Microcaching: Speed your app up 250x with no new code
I recently had the opportunity to help some friends out preparing a content site (wordpress) for a fairly hefty traffic hit. It was potentially going to be a big spike (national radio campaign, time sensitive content, etc) and they particularly didn't want it to go down at the critical time.
I put together a fairly typical "fast" PHP architecture: nginx, PHP-FPM, APC, front-end app cluster, load balancer, replicated DB, along with all the mess that comes with it - machine images, replicated filesystem, etc, etc. Additionally, installed/tested the various appropriate Wordpress Super-Hyper Cache Pro Blitzen 2000+ plugins.
After much mucking around, I had an awesome complicated, linearly scalable difficult to manage, app cluster that could scale to the stars very easily develop non-obvious bottlenecks.
It turns out that you can throw all of this out and replace it with a 23 line nginx config. Oh yeah, and you get a 250x per-node performance increase too.
How? Caching. But only a little bit. Here's a technique cheap trick that lets you get blinding performance and serve up-to-the-second fresh content, without having to write a whole bunch of app code.
Concept
Microcaching is like an insulation layer for your app - Let's say your wordpress install (or rails app) can handle 20 requests/sec fairly happily. This is fine, up until the point where you get on HN and Reddit at the same time (greatest day of your life) and right at the critical time, your site collapses spectacularly amidst the deafening snarky jeers of your peers.
The idea behind microcaching is to cap the amount of requests that can make it through to your app by letting nginx bear the brunt of your pageviews by caching content for a very small amounts of time (ie: 1 second or less).
From your app's point of view, it can only ever be hit by a maximum of 1 req/sec per page of content it needs to serve, so in wordpress terms, if everyone is hitting your front page or a specific post, the vast majority of requests can be served out of cache.

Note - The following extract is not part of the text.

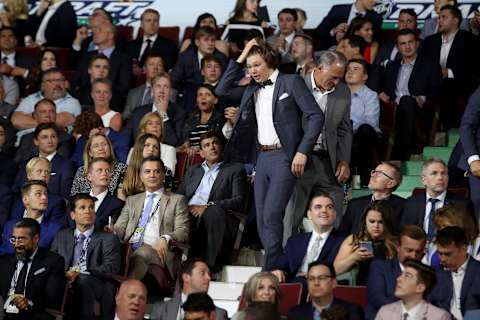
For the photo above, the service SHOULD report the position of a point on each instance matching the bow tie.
(263, 84)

At the same time, the classic problem of stale content/cache invalidation is basically nil - nobody's going to realise if the content they're seeing is 800ms old. Probably...
Changing Data
Where you often come unstuck on something like a blog is with comments - you don't want a user who has just submitted a comment to then have it disappear when the page reloads. Thankfully, nginx's request handling is smart enough to deal with this - An nginx microcaching config:
The Config
There's nothing particularly clever going on here but it may be worth breaking down a couple of the entries -
if ($no_cache = "1") {
add_header Set-Cookie "_mcnc=1; Max-Age=2; Path=/";
} if ($http_cookie ~* "_mcnc") {
set $no_cache "1";
}
What we're saying is that if a request has been made that could modify the content (ie: a POST or PUT), add a special "no cache" cookie to the response, so that we know this user can't be served cached results for 2 seconds.
The other problem that's likely to occur with high traffic + caching is the thundering herd phenomena, wherein as a cache expires, all subsequent requests then require a real response to be generated. If you're doing 1000 cached reqs/sec and your dynamic page generation time is 200ms, then you're going to receive 200 more requests in the time it takes to refresh your cache, quite possibly taking down your server/app anyway.

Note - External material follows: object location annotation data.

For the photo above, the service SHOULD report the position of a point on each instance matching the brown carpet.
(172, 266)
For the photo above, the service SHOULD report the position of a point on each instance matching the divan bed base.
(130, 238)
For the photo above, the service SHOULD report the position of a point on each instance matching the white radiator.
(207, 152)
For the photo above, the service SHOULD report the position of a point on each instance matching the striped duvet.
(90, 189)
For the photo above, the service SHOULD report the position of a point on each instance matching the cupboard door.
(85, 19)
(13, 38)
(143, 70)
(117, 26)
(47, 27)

Nginx has a way of dealing with this too:
proxy_cache_use_stale updating;
Ostensibly, this allows nginx to serve (slightly) stale responses whilst it's waiting for a refresh to complete. Neat.
Benchmarks
Enough with the talking - Let's see some benchmarks. The setup below is a clean EC2 small instance with a fresh unmodified wordpress install running on a pretty standard LAMP stack (Apache2 + PHP5 + PHP-FPM + APC + MySQL).
Vanilla wordpress, microcaching disabled, 200 requests, concurrency of 4 (conclusions below):
Woaah, 9.94 reqs/sec. That's pretty woeful. Of course, I could install Wordpress caching plugins, buy a bigger EC2 instance, tweak my PHP config, etc, etc. Or I could enable microcaching:
Nginx installed, microcaching enabled, 10,000 requests, concurrency of 500:
2364 reqs/sec. That's more like it - and this is on a single-core, contended cloud-server. From my quick tests, you can get about 7500 reqs/sec out of a 4 core box, which, to be honest, should be enough for anyone (ie: if you're getting 648 million pageviews per day, put some ads on your site and buy another damn server).
Some of you will notice that the attached config is actually broken for the WP-admin (tho easily fixed). Some of you will also notice that this is obviously not a silver bullet -
If you have personalized pages (ie: majority logged-in users) this approach isn't going to work. Similarly if you have a very write-heavy workload or long-tail of content, it's going to have reduced (but still useful) utility.
That said, for the amount of effort required for implementation, it's a nice insurance policy.